NEW YORK (AP) — State environmental officials said Wednesday they were taking steps to reduce putrid odors emanating from a sewage-processing plant that has prompted years of complaints and a recent lawsuit from residents.

The privately run New York Organic Fertilizer Co. plant in the Bronx must install an air pressure alarm to help keep odors from escaping, among other measures, as part of an agreement to renew its permit, said state Department of Environmental Conservation regional director Suzanne Mattei.

The company also must prevent unprocessed sewage sludge from building up excessively and must pay for an independent monitor, Mattei said.

“We needed to do a major technical review of all of their operations to identify all the different points in the sludge process that could generate odors,” Mattei said, adding that the new requirements target “each of the areas that odors can come from.”

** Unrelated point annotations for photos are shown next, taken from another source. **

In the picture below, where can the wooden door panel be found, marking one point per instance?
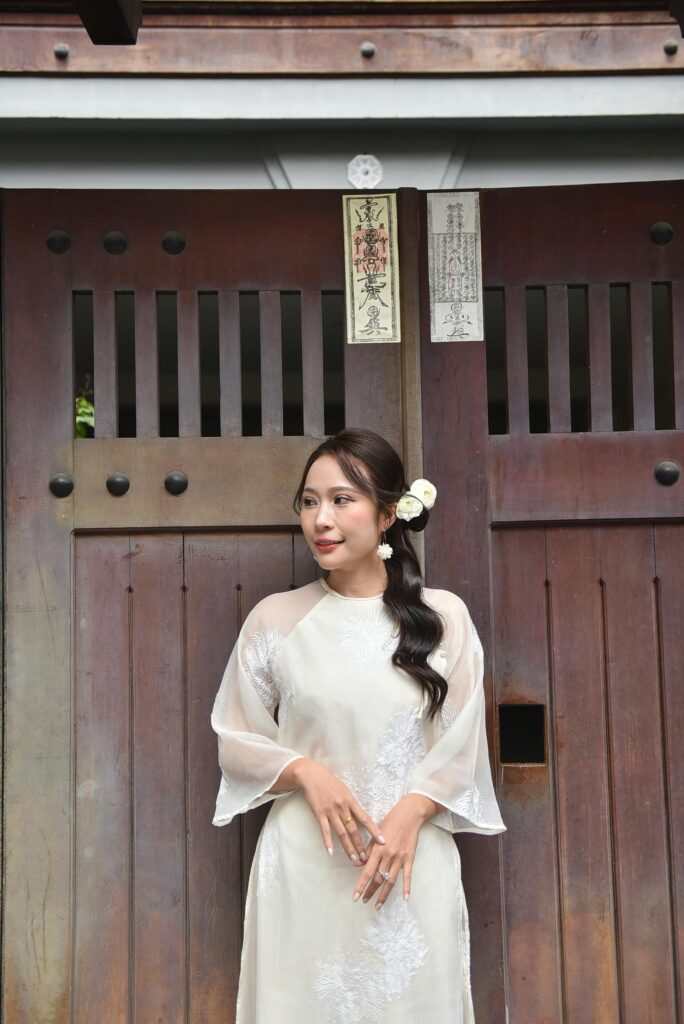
(158, 899)
(578, 629)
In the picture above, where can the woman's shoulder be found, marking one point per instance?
(283, 608)
(445, 602)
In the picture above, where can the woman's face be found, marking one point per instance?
(341, 524)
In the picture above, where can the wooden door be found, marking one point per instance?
(133, 555)
(557, 445)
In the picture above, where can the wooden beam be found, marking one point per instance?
(111, 22)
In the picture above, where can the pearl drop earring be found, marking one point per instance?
(384, 550)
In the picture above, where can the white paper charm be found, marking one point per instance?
(456, 266)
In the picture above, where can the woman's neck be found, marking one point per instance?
(358, 583)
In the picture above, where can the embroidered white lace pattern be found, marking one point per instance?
(379, 786)
(259, 656)
(269, 857)
(357, 986)
(368, 638)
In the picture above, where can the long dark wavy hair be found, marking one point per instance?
(421, 628)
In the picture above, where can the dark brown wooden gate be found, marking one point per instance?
(552, 444)
(126, 593)
(121, 901)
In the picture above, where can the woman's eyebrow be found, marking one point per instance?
(341, 486)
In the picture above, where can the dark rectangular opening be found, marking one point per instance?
(521, 734)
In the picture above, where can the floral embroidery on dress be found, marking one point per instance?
(380, 785)
(259, 655)
(357, 985)
(368, 638)
(269, 857)
(447, 714)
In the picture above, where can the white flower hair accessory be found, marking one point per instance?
(421, 495)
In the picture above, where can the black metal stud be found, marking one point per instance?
(61, 484)
(661, 232)
(667, 472)
(118, 483)
(116, 243)
(173, 243)
(175, 481)
(58, 242)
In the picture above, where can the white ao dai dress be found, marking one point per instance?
(310, 954)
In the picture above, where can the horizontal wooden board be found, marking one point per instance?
(232, 481)
(400, 49)
(552, 477)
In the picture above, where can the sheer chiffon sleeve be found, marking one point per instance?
(250, 754)
(456, 772)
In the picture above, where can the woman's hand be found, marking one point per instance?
(332, 802)
(400, 828)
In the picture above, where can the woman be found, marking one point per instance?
(354, 908)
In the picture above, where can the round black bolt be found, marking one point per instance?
(61, 484)
(116, 243)
(58, 243)
(661, 232)
(173, 243)
(118, 484)
(667, 472)
(175, 481)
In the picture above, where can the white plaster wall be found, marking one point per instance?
(97, 157)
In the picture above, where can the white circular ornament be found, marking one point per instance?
(365, 171)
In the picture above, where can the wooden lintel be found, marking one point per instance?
(111, 22)
(677, 10)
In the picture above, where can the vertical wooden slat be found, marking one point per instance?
(102, 782)
(558, 358)
(584, 785)
(531, 914)
(312, 375)
(677, 322)
(670, 593)
(160, 772)
(229, 360)
(189, 413)
(146, 365)
(516, 360)
(37, 760)
(104, 364)
(641, 344)
(455, 435)
(271, 363)
(640, 816)
(600, 382)
(214, 870)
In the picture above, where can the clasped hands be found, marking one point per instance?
(392, 845)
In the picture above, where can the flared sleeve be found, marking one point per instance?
(250, 754)
(456, 772)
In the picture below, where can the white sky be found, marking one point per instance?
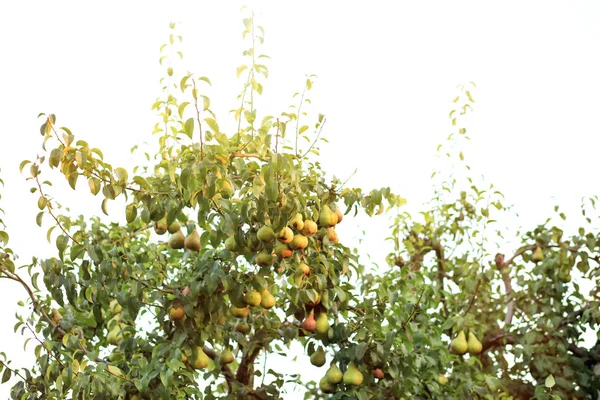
(386, 75)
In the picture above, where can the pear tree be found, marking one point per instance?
(226, 251)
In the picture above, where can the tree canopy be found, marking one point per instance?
(227, 251)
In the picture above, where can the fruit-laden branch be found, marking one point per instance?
(227, 373)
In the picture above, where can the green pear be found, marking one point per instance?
(174, 227)
(177, 240)
(267, 300)
(326, 386)
(192, 242)
(327, 218)
(160, 226)
(459, 343)
(334, 374)
(231, 244)
(265, 234)
(473, 344)
(199, 359)
(226, 357)
(538, 255)
(352, 376)
(318, 357)
(322, 323)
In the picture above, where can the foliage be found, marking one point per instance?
(124, 313)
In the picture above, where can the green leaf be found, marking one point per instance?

“I can’t promise we’ll get to perfection, but we believe substantial improvements can be made,” Mattei said.

The plant transforms city sewage into fertilizer pellets. It is owned by Houston-based Synagro Technologies Inc., which operates in 33 states as America’s largest recycler of organic waste. Synagro didn’t immediately respond to a telephone message Wednesday.

State regulators plan to modify the company’s permit further to include even more specific odor monitoring and control measures, but so far the company hasn’t agreed to the additional steps, Mattei said.

State regulators also said they intend to tighten regulations that allow the company to release emissions through stacks, Mattei said. She said they aimed to do so when the plant’s air pollution permit comes under review for renewal, Mattei said.

Specifically, regulators want to test additional chemicals and tighten controls on the equipment used in that process, she said.